Using a query-aware technique, we can select a direction that maximally preserves the inner products. In this case the second principal direction of 𝒳 and the principal direction of Q coincide and provide the best choice.
A Lightweight Technique for Dimensionality Reduction
LeanVec approximates the inner product between a database vector x and a query q as a way to speed up similarity search for deep learning embedding vectors.
The way the projection works LVQ is a locally-adaptive vector quantisation technique that lowers the amount of bits per entry, while DRquery and DRDB decrease the vector dimensionality, or the number of entries in each vector. As seen in Figure, LeanVec down-projects the query and database vectors using the linear functions DRquery and DRDB.
A schematic depiction of the LeanVec framework.
First, LeanVec creates two compressions from each database vector x:
- First vector LVQ(DRDB(x)). A semi-accurate representation of is the inner-product approximation .
- LVQ(x), a secondary vector. An accurate description of is the inner-product approximation.
The graph is constructed and searched using the primary vectors. Notably, Intel experimental findings demonstrate that the graph construction is resistant to both are dimensionality reduction and quantisation with LVQ. Only searches are conducted using the secondary vectors.
The graph index is searched during the search using the primary vectors. The time it takes to retrieve each vector from memory is shortened by the smaller memory footprint. Additionally, the algorithm’s computing effort is reduced due to its lower dimensionality, which necessitates fewer fused multiply-add operations. This approximation is perfect for the random memory-access pattern found in graph search since it allows for effective inner product computations with individual database vectors (no batch processing is needed).
By getting more candidates and re-ranking them using the secondary vectors to return the top-k, Intel make up for the faults in the inner-product approximation. There is a little runtime overhead because the dimensionality reduction for the query (i.e., computing f(q)) is only performed once per search.

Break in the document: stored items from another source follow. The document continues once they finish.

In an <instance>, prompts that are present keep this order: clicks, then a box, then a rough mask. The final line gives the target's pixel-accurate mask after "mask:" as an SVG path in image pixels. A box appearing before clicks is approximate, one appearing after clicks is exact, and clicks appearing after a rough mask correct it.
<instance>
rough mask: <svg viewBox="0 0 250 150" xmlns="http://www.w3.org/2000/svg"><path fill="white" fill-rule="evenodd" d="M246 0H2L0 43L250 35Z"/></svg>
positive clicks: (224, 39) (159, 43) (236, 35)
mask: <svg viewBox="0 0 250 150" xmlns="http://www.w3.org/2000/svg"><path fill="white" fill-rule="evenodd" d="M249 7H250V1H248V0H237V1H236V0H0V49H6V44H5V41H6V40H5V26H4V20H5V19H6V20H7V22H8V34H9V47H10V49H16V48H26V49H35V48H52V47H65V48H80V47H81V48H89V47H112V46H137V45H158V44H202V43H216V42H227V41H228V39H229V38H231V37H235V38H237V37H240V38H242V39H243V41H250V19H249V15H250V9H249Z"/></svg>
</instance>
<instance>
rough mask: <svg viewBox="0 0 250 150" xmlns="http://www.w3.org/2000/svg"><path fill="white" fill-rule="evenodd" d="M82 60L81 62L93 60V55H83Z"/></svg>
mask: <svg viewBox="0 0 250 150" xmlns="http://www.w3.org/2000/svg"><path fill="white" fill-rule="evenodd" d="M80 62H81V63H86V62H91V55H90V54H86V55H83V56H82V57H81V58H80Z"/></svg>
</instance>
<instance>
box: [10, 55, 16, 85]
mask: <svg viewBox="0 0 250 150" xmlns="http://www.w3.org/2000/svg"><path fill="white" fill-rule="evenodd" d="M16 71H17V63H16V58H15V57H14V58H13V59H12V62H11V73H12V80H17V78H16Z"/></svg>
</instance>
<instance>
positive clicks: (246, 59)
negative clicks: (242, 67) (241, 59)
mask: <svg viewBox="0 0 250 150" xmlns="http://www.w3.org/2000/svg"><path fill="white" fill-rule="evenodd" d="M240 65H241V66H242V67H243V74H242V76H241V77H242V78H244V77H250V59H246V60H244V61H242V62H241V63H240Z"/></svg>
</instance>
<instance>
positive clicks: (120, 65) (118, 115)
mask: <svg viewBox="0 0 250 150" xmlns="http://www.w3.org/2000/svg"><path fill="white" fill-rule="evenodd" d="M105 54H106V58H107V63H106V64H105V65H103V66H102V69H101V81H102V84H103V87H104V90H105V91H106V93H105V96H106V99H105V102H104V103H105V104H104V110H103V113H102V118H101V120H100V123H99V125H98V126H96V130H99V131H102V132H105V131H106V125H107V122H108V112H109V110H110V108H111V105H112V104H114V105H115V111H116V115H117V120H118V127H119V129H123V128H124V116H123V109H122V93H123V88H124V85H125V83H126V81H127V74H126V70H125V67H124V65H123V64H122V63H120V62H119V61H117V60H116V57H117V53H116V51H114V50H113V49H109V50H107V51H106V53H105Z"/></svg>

Keep in mind that searches are a crucial step in the creation of graphs. As a result, the acceleration Intel were able to achieve in search translates directly into the acceleration of graph creation.
LeanVec uses new mathematical optimisation strategies to learn the projection functions DRquery and DRDB from data. Because these algorithms are computationally efficient, the number of dimensions rather than the number of vectors determines how long they take to execute. The statistical distributions of a small sample of typical query vectors and the database vectors are also taken into account by the methods.
Findings
The outcomes are self-evident. SVS performs better with LeanVec than it does without it, even surpassing the top open-source version of an algorithm that is generally regarded as the most performant (HNSWlib). The decrease in the per-query memory bandwidth consumption results in an almost 4-fold gain in query throughput at the same level of recall (95% 10 recall@10).
Search throughput results in queries per second on HNSWlib, SVS without LeanVec, and SVS with LeanVec.
Conclusion
LeanVec speeds up similarity searches on high-dimensional vectors generated by contemporary embedding models by combining linear dimensionality reduction with vector quantisation. When queries are out of distribution, as is the case with text2image and question-answering systems, for instance, LeanVec performs exceptionally well.